All-Time Teams: Miami Dolphins



Introduction

In my endless research of all things football and through my passion for the history of the NFL, I have decided to try and compile an All-Time Team for all 32 current NFL franchises. By All-Time Team I mean a starting roster compiled of the very best players to ever put on each franchise’s jersey. I will be starting in alphabetical order by current franchise location, so Arizona Cardinals all the way to The Washington Football Team, with the goal of releasing one to two All-Time teams a week for the duration of the current NFL season. This is meant to be fun and cause some debate and is based on my opinion after all my research and deep dives into each franchise’s history. Of course, not everyone will agree with who I chose, and I’d love to hear from anyone who agrees or disagrees, but first, let’s lay out some ground rules for how I came up with each team.

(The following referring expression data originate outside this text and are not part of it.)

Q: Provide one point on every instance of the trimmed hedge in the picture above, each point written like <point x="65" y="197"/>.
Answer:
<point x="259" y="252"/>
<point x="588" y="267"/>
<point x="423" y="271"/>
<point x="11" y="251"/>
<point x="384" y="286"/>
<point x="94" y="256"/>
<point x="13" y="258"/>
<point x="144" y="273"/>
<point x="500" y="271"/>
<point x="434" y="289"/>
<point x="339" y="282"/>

1. Each team roster will consist of the following:

Offense - 1 QB, 2 RB, 3 WR, 1 TE, 2 OT, 2 OG, 1 C

Defense - 2 DE, 2 DT, 3 LB, 2 CB, 2 S

Special Teams - 1 K, 1 P, 1 Returner

Coach - 1 Head Coach


2. I only considered an individual’s stats and contributions with each specific franchise. For example, Peyton Manning’s years with the Broncos were not considered when deciding on the starting QB of the Colts All-Time Team. As a result, the stats and awards listed with each individual player are only those that were achieved with that specific franchise.


3. A player cannot represent two teams as the starter. Players who spent time with more than one team were considered for the franchise they spent the most time with or had the most impact on. This rule led to some interesting scenarios that I will discuss in detail with each specific article to try and clear up any confusion.

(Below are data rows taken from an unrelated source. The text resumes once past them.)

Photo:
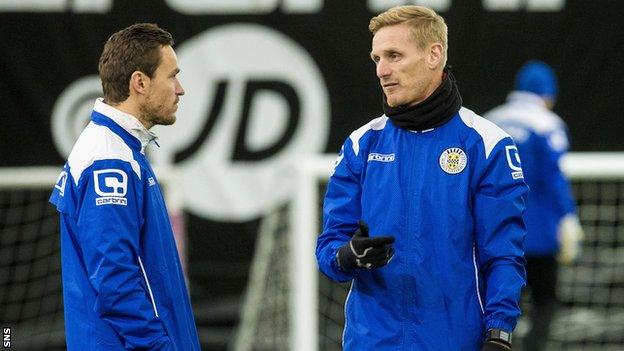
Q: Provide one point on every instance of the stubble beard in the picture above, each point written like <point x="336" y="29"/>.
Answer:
<point x="153" y="114"/>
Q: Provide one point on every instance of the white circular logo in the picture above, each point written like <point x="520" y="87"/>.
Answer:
<point x="453" y="160"/>
<point x="255" y="103"/>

4. A player’s stats and impact were considered in context with their era. This won’t simply be a listing of who passed or ran for the most yards in franchise history.

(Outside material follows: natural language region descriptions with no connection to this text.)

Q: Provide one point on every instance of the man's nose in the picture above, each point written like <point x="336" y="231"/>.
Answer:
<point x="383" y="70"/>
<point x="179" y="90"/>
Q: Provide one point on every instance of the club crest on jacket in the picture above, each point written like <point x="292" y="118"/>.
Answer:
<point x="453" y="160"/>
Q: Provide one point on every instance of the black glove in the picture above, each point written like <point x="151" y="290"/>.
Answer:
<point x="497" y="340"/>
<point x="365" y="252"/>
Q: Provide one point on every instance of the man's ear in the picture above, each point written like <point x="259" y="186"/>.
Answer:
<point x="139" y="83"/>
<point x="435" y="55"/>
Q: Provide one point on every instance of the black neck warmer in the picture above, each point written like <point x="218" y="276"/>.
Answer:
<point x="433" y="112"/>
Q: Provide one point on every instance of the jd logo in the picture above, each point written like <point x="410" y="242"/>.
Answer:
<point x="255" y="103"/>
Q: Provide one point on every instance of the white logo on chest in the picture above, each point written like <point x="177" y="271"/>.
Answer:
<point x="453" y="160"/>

5. All stats are from Pro-Football-Reference and through the 2021 season. I will also be counting sacks from 1960, though the NFL doesn't officially count sacks until 1982.


6. Players in the "Honorable Mentions" section are ordered by year. It's not an indication of where I believe they rank in franchise history.


Now that that’s out of the way, let’s get to it!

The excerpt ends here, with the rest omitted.